Law of Excluded Middle:
In logic, the law of excluded middle (or the principle of excluded middle) is the third of the so-called three classic laws of thought. It states that for any proposition, either that proposition is true, or its negation is. The principle should not be confused with the principle of bivalence, which states that every proposition is either true or false, and has only a semantical formulation.
Source: http://en.wikipedia.org/wiki/Law_of_excluded_middle
Principle of Bivalence:
In logic, the semantic principle (or law) of bivalence states that every declarative sentence expressing a proposition (of a theory under inspection) has exactly one truth value, either true or false. A logic satisfying this principle is called a two-valued logic or bivalent logic. In formal logic, the principle of bivalence becomes a property that a semantics may or may not possess. It is not the same as the law of excluded middle, however, and a semantics may satisfy that law without being bivalent.
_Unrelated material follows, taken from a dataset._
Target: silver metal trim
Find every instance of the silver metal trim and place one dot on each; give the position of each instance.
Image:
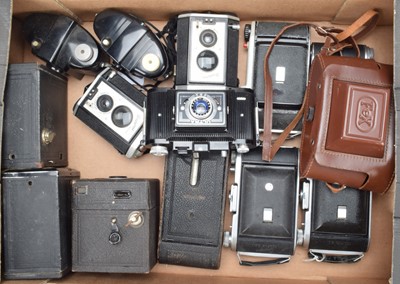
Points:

The principle of bivalence is related to the law of excluded middle though the latter is a syntactic expression of the language of a logic of the form "P ∨ ¬P".The difference between the principle and the law is important because there are logics which validate the law but which do not validate the principle.
Source: http://en.wikipedia.org/wiki/Principle_of_bivalence
I'm not quite sure I get the difference. It seems that 'excluded middle' is a syntatic problem and 'bivalence' would be a semantic one. Is this correct? Also, it seem that in the realm of bivalence, stating that "P" is false, doesn't necessarily mean "non-P" is true, which would be the case with the principle of the excluded middle. Is this correct?
I don't understand precisely in which situations one or the other principle are at play, it seems that they may appear together, but not necessarily. Can someone give me examples and help me clarify the differences?